La crise entre les deux autorités culmine alors que leurs relations sont électriques depuis de longs mois. Le cardinal Ambongo avait qualifié les élections générales, qui se sont tenues en décembre 2023, de « gigantesque désordre organisé », après avoir été en 2021 l’une des figures de la contestation de la nomination du président de la Commission électorale, Denis Kadima, suspecté d’être trop proche du pouvoir.

Fridolin Ambongo s’illustre comme l’un des contre-pouvoirs les plus corrosifs pour le gouvernement, alors que l’opposition, partie en rangs dispersés aux derniers scrutins, a du mal à peser.
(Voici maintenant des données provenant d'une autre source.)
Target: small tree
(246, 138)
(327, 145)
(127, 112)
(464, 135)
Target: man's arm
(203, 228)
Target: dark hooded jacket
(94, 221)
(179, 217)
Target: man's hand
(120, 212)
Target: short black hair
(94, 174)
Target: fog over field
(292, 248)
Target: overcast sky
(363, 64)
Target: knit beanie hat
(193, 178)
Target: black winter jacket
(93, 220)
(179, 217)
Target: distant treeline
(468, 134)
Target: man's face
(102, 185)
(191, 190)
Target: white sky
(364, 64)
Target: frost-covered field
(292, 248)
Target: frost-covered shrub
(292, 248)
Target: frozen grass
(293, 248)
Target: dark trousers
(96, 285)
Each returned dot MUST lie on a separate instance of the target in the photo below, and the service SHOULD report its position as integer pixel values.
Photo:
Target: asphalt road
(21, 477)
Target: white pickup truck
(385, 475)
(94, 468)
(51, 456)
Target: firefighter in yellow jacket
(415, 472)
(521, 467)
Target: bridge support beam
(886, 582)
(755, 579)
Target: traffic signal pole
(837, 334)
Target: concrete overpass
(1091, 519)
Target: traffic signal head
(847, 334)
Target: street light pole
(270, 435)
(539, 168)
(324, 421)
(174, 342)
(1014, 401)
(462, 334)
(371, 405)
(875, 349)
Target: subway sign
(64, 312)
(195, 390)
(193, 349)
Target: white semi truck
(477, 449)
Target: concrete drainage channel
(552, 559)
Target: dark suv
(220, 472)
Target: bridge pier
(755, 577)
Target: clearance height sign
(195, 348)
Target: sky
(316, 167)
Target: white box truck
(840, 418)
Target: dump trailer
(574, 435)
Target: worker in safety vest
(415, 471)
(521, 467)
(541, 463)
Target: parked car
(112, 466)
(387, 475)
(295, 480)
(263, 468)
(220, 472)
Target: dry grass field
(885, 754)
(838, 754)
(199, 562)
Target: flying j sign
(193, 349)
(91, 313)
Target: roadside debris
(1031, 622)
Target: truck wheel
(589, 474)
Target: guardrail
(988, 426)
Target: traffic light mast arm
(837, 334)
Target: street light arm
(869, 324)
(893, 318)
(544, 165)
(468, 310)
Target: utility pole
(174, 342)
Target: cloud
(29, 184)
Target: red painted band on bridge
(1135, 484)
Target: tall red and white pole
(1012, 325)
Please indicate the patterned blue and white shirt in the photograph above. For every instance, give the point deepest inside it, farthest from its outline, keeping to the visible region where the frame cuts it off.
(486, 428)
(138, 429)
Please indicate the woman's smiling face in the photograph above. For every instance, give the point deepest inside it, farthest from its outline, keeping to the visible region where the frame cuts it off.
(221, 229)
Dans un pays où environ 45 % de la population est catholique et où l’Eglise remplit de nombreuses fonctions de base (école, dispensaires de santé), ce proche du pape François est une autorité morale dont la parole est très écoutée.

« Depuis l’époque de Mobutu, tous les cardinaux qu’a connus la RDC se sont opposés au régime en place, retrace le père Alain Nzadi, directeur du Centre d’étude pour l’action sociale (Cepas), à Kinshasa. Le cardinal Laurent Monsengwo, son prédécesseur, avait même un franc-parler qui allait au-delà du cardinal actuel » « Fridolin Ambongo est la voix des sans-voix, poursuit-il. Les citoyens lambda qui n’ont pas son aura s’appuient sur lui pour porter leur opinion publiquement », poursuit-il. Une autorité morale avec laquelle les pouvoirs successifs ont toujours dû composer, au risque de s’aliéner une partie non négligeable de leur population.